Gente british. Gente scottish. La gente de McGuigan. Han pasado muchos años desde el debut de Paul McGuigan, pero irremediablemente ha vuelto a retratar aquello que conoce a través de las palabras de otro. Si en Las estrellas de cine no mueren en Liverpool, el glamour y la evasión de sus mentiras plagan con cierta elegancia y madurez el film que le ha devuelto a la gran pantalla, fue un estilo radicalmente opuesto (o simplemente radical) el que le dio a conocer. The Acid House es una complicada elección para reconocer a McGuigan, pues es el espíritu de Irvine Welsh el que toma el poder desde un primer momento, pero sin duda la película es un hit de su generación.
The Acid House es un film con un pesado background. En pleno éxtasis tras el estreno de Trainspotting, experiencia que todos hemos vivido en algún momento de nuestras vidas, Welsh se convirtió en una especie de semidios de la escritura, un genio en el uso del lenguaje de calle, y sabiendo el mundo que sus personajes no podían desperdiciarse, dos años después se adaptó al cine su novela de relatos Acid House. En esta ocasión sería Welsh el que directamente nos hablaría, ocupándose él mismo de adaptar el texto al formato guion, lo que implica no permitir morir ese diálogo tan propio y basto durante este nuevo trabajo.
Desde el perdedor más evidente al Dios más ingrato, pasando por un filtro de decadencia, fútbol y drogas de diseño que tan bien ambienta un estado social, el de los 90, las tres historias que componen The Acid House reconstruyen todo lo exhibido en Trainspotting con sello propio.

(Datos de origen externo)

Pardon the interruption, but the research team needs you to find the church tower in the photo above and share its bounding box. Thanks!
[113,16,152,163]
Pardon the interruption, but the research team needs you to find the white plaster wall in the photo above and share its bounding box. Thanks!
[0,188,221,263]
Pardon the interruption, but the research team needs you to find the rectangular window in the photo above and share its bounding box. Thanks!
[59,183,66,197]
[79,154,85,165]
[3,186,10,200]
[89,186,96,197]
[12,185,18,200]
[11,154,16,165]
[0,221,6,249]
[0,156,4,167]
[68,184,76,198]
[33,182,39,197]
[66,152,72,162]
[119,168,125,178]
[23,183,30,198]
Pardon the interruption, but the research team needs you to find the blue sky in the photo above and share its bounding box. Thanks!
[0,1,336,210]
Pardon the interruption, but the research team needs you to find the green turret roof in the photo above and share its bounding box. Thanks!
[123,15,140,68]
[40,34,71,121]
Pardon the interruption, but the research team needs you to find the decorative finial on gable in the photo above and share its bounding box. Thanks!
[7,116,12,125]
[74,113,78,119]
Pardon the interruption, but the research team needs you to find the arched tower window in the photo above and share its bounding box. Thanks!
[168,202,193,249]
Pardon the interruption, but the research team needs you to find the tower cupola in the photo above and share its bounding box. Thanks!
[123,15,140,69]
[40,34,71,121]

The Granton Star Cause, A Soft Touch y The Acid House siguen historias totalmente arbitrarias y a la vez dependientes, aprovechando, tal como ocurre en los escritos, personajes y actores de su predecesora espiritual para darles voz propia. Mención especial merece el protagonismo de las dos últimas historias por parte de dos de los actores de Trainspotting, Kevin McKidd y Ewen Bremner, quien acepta como nuevo personaje un Coco que se marca el apartado más espectacular, sin duda.
Con un acento más que imposible de comprender, la película se mezcla con una juventud derrotada, brabucona y excesiva, donde el compromiso es con el ahora. La estética se mezcla con la actitud en una ambientación derruida, donde la cámara se coloca siempre que puede con superioridad y excesiva cercanía, bien sea para mostrarnos escenas de excelsa intimidad, bien para retratar ojos dilatados y muecas epilépticas de drogados perdidos.
Los puntos de vista varían según el relato, pasando de la moscavisión —ese genial castigo del primer personaje— al reajuste infantil —con el muñeco/bebé que más aprensión me ha dado en una película de lejos, y no por lo soliloquios que recita precisamente—, con la ayuda inestimable de la música, como un apunte continuo a lo que ocurre en cada situación. Mucho brit pop para apuntar con algo de tacto el desastre que representan los allí presentes.
La clave es esa, disminutir el retrato de una juventud donde ellos son haraganes y ellas orificios donde derramar, con esos noventa de barrio tan explícitos, plagados de vicios e irresponsabilidades, elevando a Paul McGuigan al punto de genio por saber recoger el guante de una forma tan inteligente y anárquica. Porque sí, la letra estaba ahí, pero él supo encontrar el cómo en un macarra debut.